Explore the series of posts in Steve's blog for lots more features.

12
votes

Short answer: No, the statement in the currently accepted answer is NOT accurate: "The general consensus is that you do not (should not) need to dispose of HttpClient".

Long answer: BOTH of the following statements are true and achieveable at the same time:

  1. "HttpClient is intended to be instantiated once and re-used throughout the life of an application", quoted from official documentation.
  2. An IDisposable object is supposed/recommended to be disposed.

And they DO NOT NECESSARILY CONFLICT with each other. It is just a matter of how you organize your code to reuse an HttpClient AND still dispose it properly.

An even longer answer quoted from my another answer:

It is not a coincidence to see people in some blog posts blaming how HttpClient 's IDisposable interface makes them tend to use the using (var client = new HttpClient()) {...} pattern and then lead to exhausted socket handler problem.

I believe that comes down to an unspoken (mis?)conception: "an IDisposable object is expected to be short-lived".

HOWEVER, while it certainly looks like a short-lived thing when we write code in this style:

using (var foo = new SomeDisposableObject())
{
    ...
}

the official documentation on IDisposable never mentions IDisposable objects have to be short-lived. By definition, IDisposable is merely a mechanism to allow you to release unmanaged resources. Nothing more. In that sense, you are EXPECTED to eventually trigger the disposal, but it does not require you to do so in a short-lived fashion.

It is therefore your job to properly choose when to trigger the disposal, base on your real object's life cycle requirement. There is nothing stopping you from using an IDisposable in a long-lived way:

using System;
namespace HelloWorld
{
    class Hello
    {
        static void Main()
        {
            Console.WriteLine("Hello World!");

            using (var client = new HttpClient())
            {
                for (...) { ... }  // A really long loop

                // Or you may even somehow start a daemon here

            }

            // Keep the console window open in debug mode.
            Console.WriteLine("Press any key to exit.");
            Console.ReadKey();
        }
    }
}

With this new understanding, now we revisit that blog post, we can clearly notice that the "fix" initializes HttpClient once but never dispose it, that is why we can see from its netstat output that, the connection remains at ESTABLISHED state which means it has NOT been properly closed. If it were closed, its state would be in TIME_WAIT instead. In practice, it is not a big deal to leak only one connection open after your entire program ends, and the blog poster still see a performance gain after the fix; but still, it is conceptually incorrect to blame IDisposable and choose to NOT dispose it.

9
votes

Dispose() calls the code below, which closes the connections opened by the HttpClient instance. The code was created by decompiling with dotPeek.

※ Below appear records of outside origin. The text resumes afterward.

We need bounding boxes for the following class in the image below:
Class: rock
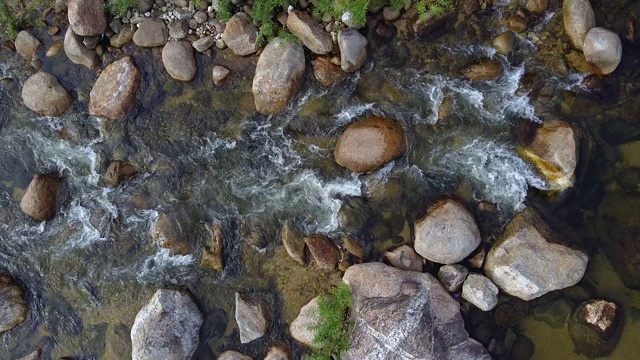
[562,0,596,50]
[67,0,107,36]
[252,37,305,115]
[463,60,502,81]
[0,274,27,335]
[22,71,73,117]
[89,56,142,120]
[287,10,333,55]
[384,245,422,272]
[20,175,60,221]
[484,209,589,300]
[341,263,491,360]
[438,264,469,292]
[333,117,407,173]
[162,40,198,82]
[133,18,169,47]
[311,56,347,87]
[236,293,269,344]
[304,234,340,270]
[583,27,622,75]
[462,273,498,311]
[338,28,367,72]
[282,220,306,266]
[222,12,258,56]
[64,27,100,70]
[414,199,480,264]
[569,300,624,359]
[289,296,320,348]
[131,289,204,360]
[520,120,578,191]
[14,30,42,60]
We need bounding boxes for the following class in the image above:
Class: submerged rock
[342,263,491,360]
[22,71,73,117]
[484,209,589,300]
[333,117,407,173]
[131,289,204,360]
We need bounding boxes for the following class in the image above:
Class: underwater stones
[0,274,27,335]
[162,40,198,82]
[251,37,305,115]
[562,0,596,50]
[131,289,204,360]
[341,263,490,360]
[484,209,589,300]
[222,12,258,56]
[89,56,141,120]
[583,27,622,75]
[20,175,60,221]
[569,300,624,358]
[67,0,107,36]
[333,117,407,173]
[236,293,269,344]
[22,71,73,117]
[414,199,480,264]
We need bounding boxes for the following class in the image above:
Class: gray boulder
[131,289,204,360]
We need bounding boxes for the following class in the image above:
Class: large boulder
[333,117,407,173]
[582,27,622,75]
[414,199,480,264]
[67,0,107,36]
[252,37,305,115]
[89,56,141,120]
[131,289,204,360]
[562,0,596,50]
[162,40,198,82]
[22,71,73,117]
[484,209,589,300]
[222,12,258,56]
[20,175,60,221]
[341,263,491,360]
[287,10,333,55]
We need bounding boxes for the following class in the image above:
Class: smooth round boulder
[582,27,622,75]
[22,71,73,117]
[333,117,407,173]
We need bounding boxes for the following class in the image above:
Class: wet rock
[569,300,624,358]
[89,56,141,120]
[462,273,498,311]
[251,37,305,115]
[14,30,42,60]
[67,0,107,36]
[414,199,480,264]
[133,18,169,47]
[131,289,203,360]
[304,234,340,270]
[384,245,422,272]
[311,56,347,87]
[333,117,407,173]
[583,27,622,75]
[222,12,258,56]
[22,71,73,117]
[338,28,367,73]
[162,40,198,82]
[562,0,596,50]
[484,209,589,300]
[438,264,469,292]
[342,263,490,360]
[20,175,60,221]
[236,293,269,344]
[287,10,333,55]
[0,274,27,335]
[64,27,100,70]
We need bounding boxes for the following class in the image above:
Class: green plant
[305,283,353,360]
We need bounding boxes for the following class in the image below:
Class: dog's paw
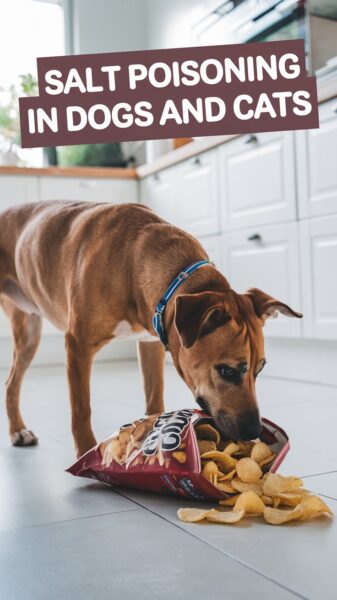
[11,429,39,446]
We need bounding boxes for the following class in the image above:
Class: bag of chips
[67,409,289,500]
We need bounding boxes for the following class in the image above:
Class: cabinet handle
[245,133,258,144]
[247,233,262,242]
[80,180,96,189]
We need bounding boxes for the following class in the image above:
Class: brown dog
[0,202,301,455]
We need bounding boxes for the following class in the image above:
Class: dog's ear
[246,288,303,321]
[175,292,230,348]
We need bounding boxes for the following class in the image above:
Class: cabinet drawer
[175,150,220,236]
[300,215,337,340]
[296,99,337,218]
[40,177,137,204]
[0,175,39,211]
[219,132,296,229]
[222,223,301,337]
[140,169,175,223]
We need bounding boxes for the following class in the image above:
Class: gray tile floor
[0,362,337,600]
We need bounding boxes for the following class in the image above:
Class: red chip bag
[67,408,289,500]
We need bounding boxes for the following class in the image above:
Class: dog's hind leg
[0,296,41,446]
[138,342,165,415]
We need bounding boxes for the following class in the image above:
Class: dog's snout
[215,411,262,441]
[237,413,262,440]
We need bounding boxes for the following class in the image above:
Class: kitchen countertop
[0,78,337,179]
[136,83,337,179]
[0,166,138,179]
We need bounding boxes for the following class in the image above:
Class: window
[0,0,65,165]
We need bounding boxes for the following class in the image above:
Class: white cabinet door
[140,169,175,223]
[40,176,137,204]
[199,235,222,271]
[300,215,337,340]
[296,99,337,218]
[222,223,301,337]
[219,132,296,230]
[0,175,39,211]
[175,149,220,236]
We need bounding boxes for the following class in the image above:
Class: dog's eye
[254,360,267,379]
[217,365,240,383]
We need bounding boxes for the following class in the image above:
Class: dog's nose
[237,414,262,441]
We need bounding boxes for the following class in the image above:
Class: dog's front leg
[65,333,96,456]
[138,342,165,415]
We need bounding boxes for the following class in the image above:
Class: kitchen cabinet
[300,214,337,340]
[296,98,337,218]
[40,176,138,204]
[219,132,296,230]
[141,150,220,236]
[0,175,39,211]
[175,150,220,236]
[140,169,175,223]
[199,235,222,271]
[221,223,301,337]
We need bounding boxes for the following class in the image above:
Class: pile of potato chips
[178,424,332,525]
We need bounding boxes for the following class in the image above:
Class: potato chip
[206,508,245,525]
[233,492,265,515]
[259,453,276,469]
[173,451,187,464]
[261,496,273,506]
[231,477,263,496]
[102,438,121,467]
[201,450,236,471]
[300,496,333,521]
[219,494,240,506]
[276,489,308,506]
[238,441,254,456]
[177,508,210,523]
[217,440,230,452]
[250,442,273,464]
[263,504,304,525]
[195,423,221,444]
[263,473,303,496]
[201,460,219,482]
[223,442,240,456]
[214,479,235,494]
[218,469,236,481]
[197,440,217,454]
[236,457,262,483]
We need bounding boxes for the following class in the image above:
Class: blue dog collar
[152,260,213,349]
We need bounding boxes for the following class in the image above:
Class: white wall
[141,0,214,49]
[73,0,146,54]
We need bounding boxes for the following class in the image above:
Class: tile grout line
[301,470,337,479]
[0,506,142,537]
[116,490,310,600]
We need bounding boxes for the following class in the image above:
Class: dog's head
[174,289,302,440]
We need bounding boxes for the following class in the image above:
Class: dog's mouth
[195,396,212,416]
[195,396,238,440]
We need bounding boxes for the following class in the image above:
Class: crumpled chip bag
[67,409,289,500]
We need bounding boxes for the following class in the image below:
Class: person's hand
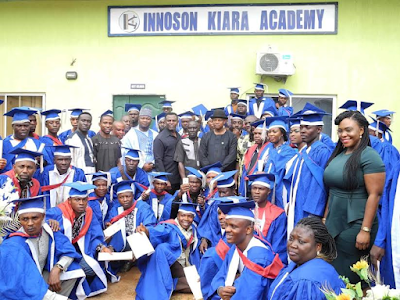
[48,266,61,293]
[0,158,7,169]
[356,230,371,250]
[136,223,149,237]
[48,219,60,232]
[218,286,236,300]
[199,238,208,254]
[369,245,385,267]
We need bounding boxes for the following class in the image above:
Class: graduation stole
[58,201,93,244]
[215,239,231,260]
[110,200,137,224]
[45,134,64,146]
[4,169,40,197]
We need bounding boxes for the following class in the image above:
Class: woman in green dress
[323,111,385,283]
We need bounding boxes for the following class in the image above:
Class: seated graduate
[199,170,237,253]
[141,172,175,223]
[171,167,206,225]
[199,196,246,295]
[46,181,112,297]
[265,217,350,300]
[136,203,200,300]
[87,172,113,229]
[110,147,150,199]
[248,173,287,265]
[208,201,284,300]
[37,145,86,209]
[0,196,86,300]
[105,180,157,276]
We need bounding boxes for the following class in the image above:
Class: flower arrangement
[322,258,400,300]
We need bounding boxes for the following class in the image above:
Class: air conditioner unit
[256,52,295,76]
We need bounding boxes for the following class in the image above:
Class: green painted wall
[0,0,400,146]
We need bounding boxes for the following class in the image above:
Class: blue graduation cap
[4,107,37,124]
[125,103,142,112]
[10,148,43,163]
[147,172,172,182]
[278,89,293,98]
[200,162,222,175]
[192,104,207,116]
[214,170,237,188]
[158,100,175,108]
[218,201,255,222]
[228,87,239,95]
[122,147,140,160]
[247,172,275,189]
[339,100,374,115]
[63,181,96,197]
[254,83,267,91]
[12,195,49,215]
[265,116,288,132]
[100,109,114,118]
[40,109,61,121]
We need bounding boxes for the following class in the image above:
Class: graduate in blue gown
[46,181,112,297]
[208,201,283,300]
[136,203,200,300]
[263,217,345,300]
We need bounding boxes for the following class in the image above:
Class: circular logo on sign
[119,10,140,32]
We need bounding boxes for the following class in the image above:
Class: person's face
[300,125,322,144]
[268,127,284,144]
[118,191,133,210]
[129,110,140,123]
[188,121,199,140]
[13,160,36,182]
[225,218,254,245]
[218,187,235,197]
[99,116,114,134]
[93,179,108,198]
[69,117,78,130]
[29,115,37,132]
[212,118,226,130]
[139,116,151,129]
[78,114,92,132]
[251,184,271,203]
[289,126,303,145]
[54,155,72,173]
[165,115,178,131]
[68,197,88,215]
[338,118,364,149]
[254,90,264,98]
[12,122,30,140]
[153,180,167,193]
[287,226,322,265]
[46,120,61,134]
[177,211,194,230]
[125,157,139,174]
[218,209,226,229]
[231,119,243,131]
[19,212,44,236]
[189,176,201,194]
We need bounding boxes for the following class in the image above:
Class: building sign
[108,2,338,36]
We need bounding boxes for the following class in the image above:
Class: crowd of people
[0,84,400,300]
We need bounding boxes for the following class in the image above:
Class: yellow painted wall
[0,0,400,146]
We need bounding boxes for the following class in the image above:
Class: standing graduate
[208,201,283,300]
[136,203,200,300]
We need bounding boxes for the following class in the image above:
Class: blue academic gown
[0,224,85,300]
[136,220,200,300]
[264,258,345,300]
[46,207,107,299]
[208,237,282,300]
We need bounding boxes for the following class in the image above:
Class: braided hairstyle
[326,110,371,190]
[296,217,337,262]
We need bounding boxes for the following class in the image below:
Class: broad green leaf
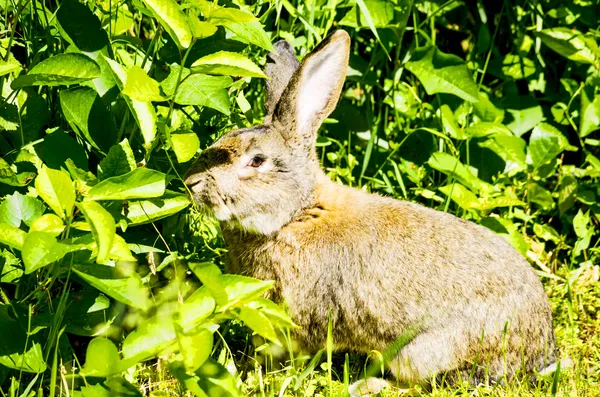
[21,232,82,274]
[188,15,217,39]
[500,54,537,80]
[174,74,233,115]
[477,134,527,173]
[87,168,167,200]
[121,65,166,102]
[440,104,466,139]
[56,0,109,52]
[558,175,579,216]
[466,121,513,138]
[237,306,281,345]
[502,96,544,136]
[529,123,577,168]
[339,0,394,28]
[0,305,46,374]
[73,264,151,311]
[0,157,35,187]
[77,200,116,263]
[579,87,600,138]
[405,47,479,102]
[124,192,190,226]
[29,214,65,237]
[535,27,600,64]
[122,312,177,362]
[438,183,479,210]
[0,250,23,284]
[98,138,136,180]
[192,51,267,78]
[171,131,200,162]
[176,328,214,372]
[144,0,192,48]
[59,87,118,152]
[104,58,156,150]
[244,298,297,328]
[10,53,100,90]
[190,263,274,311]
[208,8,273,51]
[35,166,75,219]
[77,376,142,397]
[427,152,483,192]
[533,223,561,243]
[527,183,554,210]
[81,338,126,378]
[0,223,27,250]
[0,54,23,76]
[0,192,46,227]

HttpClientHandler.cs - Dispose

ServicePointManager.CloseConnectionGroups(this.connectionGroupName);

If you don't call dispose then ServicePointManager.MaxServicePointIdleTime, which runs by a timer, will close the http connections. The default is 100 seconds.

ServicePointManager.cs

internal static readonly TimerThread.Callback s_IdleServicePointTimeoutDelegate = new TimerThread.Callback(ServicePointManager.IdleServicePointTimeoutCallback);
private static volatile TimerThread.Queue s_ServicePointIdlingQueue = TimerThread.GetOrCreateQueue(100000);

private static void IdleServicePointTimeoutCallback(TimerThread.Timer timer, int timeNoticed, object context)
{
  ServicePoint servicePoint = (ServicePoint) context;
  if (Logging.On)
    Logging.PrintInfo(Logging.Web, SR.GetString("net_log_closed_idle", (object) "ServicePoint", (object) servicePoint.GetHashCode()));
  lock (ServicePointManager.s_ServicePointTable)
    ServicePointManager.s_ServicePointTable.Remove((object) servicePoint.LookupString);
  servicePoint.ReleaseAllConnectionGroups();
}

If you haven't set the idle time to infinite then it appears safe not to call dispose and let the idle connection timer kick-in and close the connections for you, although it would be better for you to call dispose in a using statement if you know you are done with an HttpClient instance and free up the resources faster.

4
votes

In my case, I was creating an HttpClient inside a method that actually did the service call. Something like:

public void DoServiceCall() {
  var client = new HttpClient();
  await client.PostAsync();
}

In an Azure worker role, after repeatedly calling this method (without disposing the HttpClient), it would eventually fail with SocketException (connection attempt failed).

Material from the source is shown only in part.